Davison posed these questions to attendees at the beginning of his Pre-Conference session, Managing Internal Investigations. In a three-part session, Davison discussed the key elements of an internal investigation, from the beginning objectives, to evidence collection and analysis, and then to the finalizing the investigation by writing reports, presenting the case and overcoming reluctance to prosecute.
Beginning an Investigation
Davison first emphasized that the ACFE Report to the Nations on Occupational Fraud and Abuse tells fraud examiners the key data they need to know about the schemes they might be investigating. One example he gave was the perpetrator’s level of authority. “Depending on how you go up the structure has an impact on the level of fraud that’s being committed, the people involved in it and the amount that’s being taken,” said Davison.
Davison also explored the motivations behind why fraudsters commit their crimes. He cited the Hollinger and Clark Study of 12,000 employees in the workforce. The researchers concluded that the most common reason employees committed fraud had little to do with opportunity but more to do with motivation — the more dissatisfied the employees, the more likely they were to engage in criminal behavior.
Using these tools and an investigative mindset, Davison dove into the initiation of the internal investigation. He emphasized the ABCs — Assume nothing, Believe nothing, Check everything. Davidson also covered the key steps to conducting a fraud examination:
- Data analysis. Before analyzing documents or conducting interviews, examiners should perform data mining and other electronic analysis of relevant information.
- Document examination. Examiners should review documents before interviewing anyone to gain an understanding of the potential evidentiary value of the case, as well as to protect the security of documents.
- Interviews. Examiners should interview witnesses in a logical fashion.
- Report writing. The final step in most internal investigations is the preparation of a written report that summarizes the steps taken and conclusions reached.
According to Davison, time is also of the essence when considering the quality of your investigative results. “Do you have sufficient time, as investigators, to conduct your investigation? The danger of that is it affects your investigation and the quality of it.”
Evidence Collection and Analysis
Davison explained that documents make up so much of the evidence in fraud cases that it’s important to understand the appropriate way of handling them. Two of the more important aspects of handling documents are chain of custody and marking evidence.
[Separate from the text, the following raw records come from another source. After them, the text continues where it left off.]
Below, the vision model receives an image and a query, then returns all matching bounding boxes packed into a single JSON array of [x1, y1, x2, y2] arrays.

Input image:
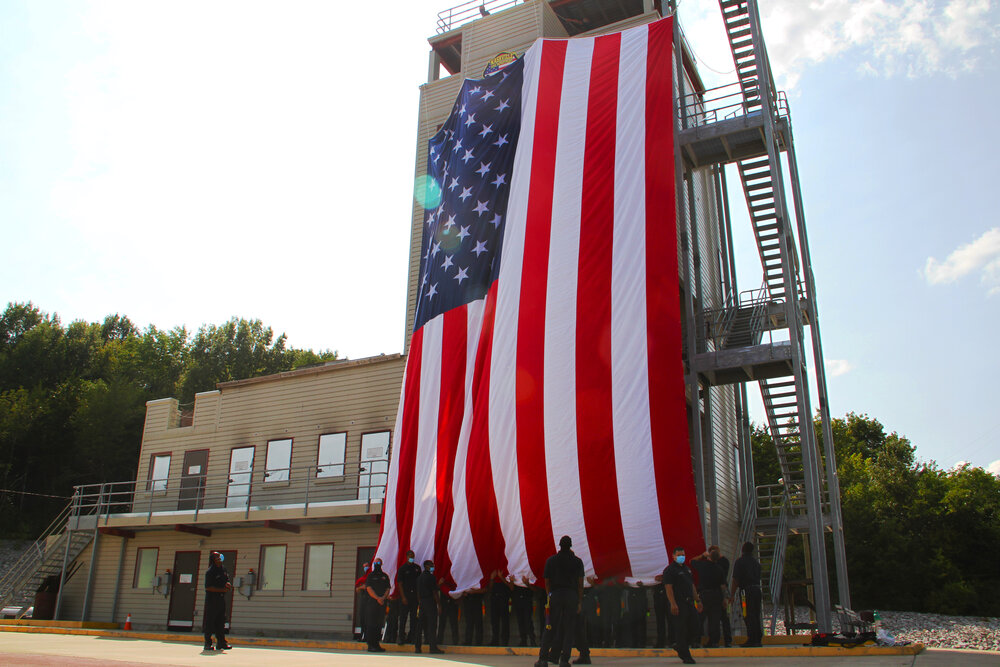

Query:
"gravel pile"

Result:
[[0, 540, 33, 582], [761, 605, 1000, 651]]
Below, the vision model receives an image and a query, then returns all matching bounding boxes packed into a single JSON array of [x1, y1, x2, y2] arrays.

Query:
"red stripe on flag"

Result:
[[644, 17, 703, 554], [393, 328, 425, 568], [576, 31, 630, 579], [434, 307, 467, 582], [515, 38, 567, 576], [466, 286, 507, 583]]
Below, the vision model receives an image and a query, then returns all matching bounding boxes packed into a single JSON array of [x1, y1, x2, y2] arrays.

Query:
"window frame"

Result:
[[257, 544, 287, 592], [302, 542, 335, 592], [264, 438, 293, 484], [358, 430, 391, 501], [133, 547, 159, 588], [147, 452, 171, 492], [316, 432, 347, 479]]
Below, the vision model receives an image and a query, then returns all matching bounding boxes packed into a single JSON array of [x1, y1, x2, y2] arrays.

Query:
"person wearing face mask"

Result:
[[365, 558, 391, 653], [415, 559, 445, 654], [397, 549, 422, 644], [354, 562, 371, 642], [730, 542, 762, 648], [662, 546, 701, 665]]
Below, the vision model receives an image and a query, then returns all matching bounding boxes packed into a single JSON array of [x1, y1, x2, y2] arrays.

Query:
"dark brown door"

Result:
[[167, 551, 200, 631], [219, 550, 237, 632], [177, 449, 209, 510], [352, 546, 376, 637]]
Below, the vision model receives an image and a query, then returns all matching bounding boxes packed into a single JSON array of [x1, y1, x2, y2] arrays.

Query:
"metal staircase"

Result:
[[0, 499, 90, 618], [712, 0, 841, 632]]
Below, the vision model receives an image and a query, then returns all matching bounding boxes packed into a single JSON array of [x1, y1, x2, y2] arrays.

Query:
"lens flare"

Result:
[[414, 175, 442, 210]]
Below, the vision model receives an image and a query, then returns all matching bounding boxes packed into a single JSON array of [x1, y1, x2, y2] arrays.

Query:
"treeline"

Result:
[[0, 302, 338, 538], [752, 413, 1000, 616]]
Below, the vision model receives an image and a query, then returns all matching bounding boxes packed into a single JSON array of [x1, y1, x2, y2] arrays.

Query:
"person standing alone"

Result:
[[662, 546, 701, 665], [202, 551, 232, 652], [535, 535, 584, 667]]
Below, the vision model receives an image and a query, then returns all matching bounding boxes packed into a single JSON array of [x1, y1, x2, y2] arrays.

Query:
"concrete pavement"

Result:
[[0, 633, 998, 667]]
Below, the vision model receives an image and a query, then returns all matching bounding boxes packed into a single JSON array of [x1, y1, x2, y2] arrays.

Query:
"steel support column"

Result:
[[672, 16, 708, 541], [785, 132, 851, 609]]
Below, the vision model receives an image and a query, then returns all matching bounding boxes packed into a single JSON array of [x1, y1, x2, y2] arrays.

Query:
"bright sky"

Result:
[[2, 0, 998, 474]]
He also discussed the importance of properly organizing evidence, since fraud cases can create large amounts of paper. Documents can be segregated by witness or transaction, key document files should be updated continuously, and databases can be established to handle large volumes of information.
Finalizing the Investigation
Writing a comprehensive, understandable and effective report is critical. “The best things in life are simple, straightforward and easy,” said Davison. He explained that the fraud examiner will need to address the classic questions of who, what, where, when, why and how.
And finally, Davison expressed the importance of self-evaluation. “How often do you evaluate your investigations?” he asked. “Do you as a team of investigators sit down after the investigation has been finalized and critique your investigation? We can always improve and look at how we do that with an investigative mindset.”